Override with reshard_after_forward_policy: always if communication overhead is acceptable:

actor:
  archon:
    reshard_after_forward_policy: always  # reshard after each forward, saves memory

A.4 Gradient Accumulation Overhead (FSDP + PP)

This is an inherent cost of combining FSDP with PP and applies to all PP schedules (not just zero bubble).

PyTorch's PP scheduler disables gradient synchronization (set_requires_gradient_sync(False)) and parameter resharding (set_reshard_after_backward(False)) for all backward microbatches except the last one. This means gradients accumulate in unsharded fp32 form across microbatches rather than being reduce-scattered immediately.

For a model with P parameters per rank, this adds up to P * 4 bytes (fp32) of gradient memory. For example, a 30B MoE model with PP=2 holds ~13.5B parameters per rank, resulting in ~54 GB of unsharded gradient buffers during the backward phase.

This overhead cannot be reduced by AReaL configuration alone -- the only mitigation is to reduce parameters per rank via TP or EP.

A.5 When to Add TP/EP

If OOM persists after tuning n_mbs, reshard_after_forward_policy, and activation checkpointing, the model likely exceeds the per-rank memory budget. Add tensor parallelism (t2 or t4) or expert parallelism (e2, e4) to reduce parameters per rank. For MoE models, EP is preferred because expert weights typically dominate model size:

# Before: archon:d2p2 (PP only, OOM)
# After: archon:d1p2e2 (PP + EP, fits in memory)
rollout:
  backend: "sglang:d4"
actor:
  backend: "archon:d1p2e2"

A.6 Activation Checkpointing with PP

Full AC (gradient_checkpointing: true) is strongly recommended with PP since the warmup phase holds activations from multiple forward passes simultaneously.
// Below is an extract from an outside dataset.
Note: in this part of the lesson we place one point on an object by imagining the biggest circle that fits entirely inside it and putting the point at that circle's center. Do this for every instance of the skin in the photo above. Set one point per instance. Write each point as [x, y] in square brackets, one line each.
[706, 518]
For zero bubble schedules, the AC mode is further constrained:

AC mode Zero bubble compatible Notes
full Yes Recommended for maximum memory savings
selective (layer-level, e.g. "2") Yes Good balance of speed and memory
selective ("op") No Per-op cache conflicts with split backward
memory_budget No Depends on torch.compile, which is disabled

A.7 Memory Budget Rule of Thumb

Each rank needs memory for:
1. Sharded model parameters: `model_size / (dp_shard * tp * ep)` in bf16
2. Unsharded gradients during backward: `model_size / (tp * ep * pp)` in fp32
3. Optimizer states: `2 * model_size / (dp_shard * tp * ep)` in fp32 (AdamW)
4. Activations: ~`num_total_stages * (batch_tokens / n_mbs) * hidden_dim` in bf16

If the sum exceeds GPU memory, increase TP, EP, or PP to reduce per-rank load.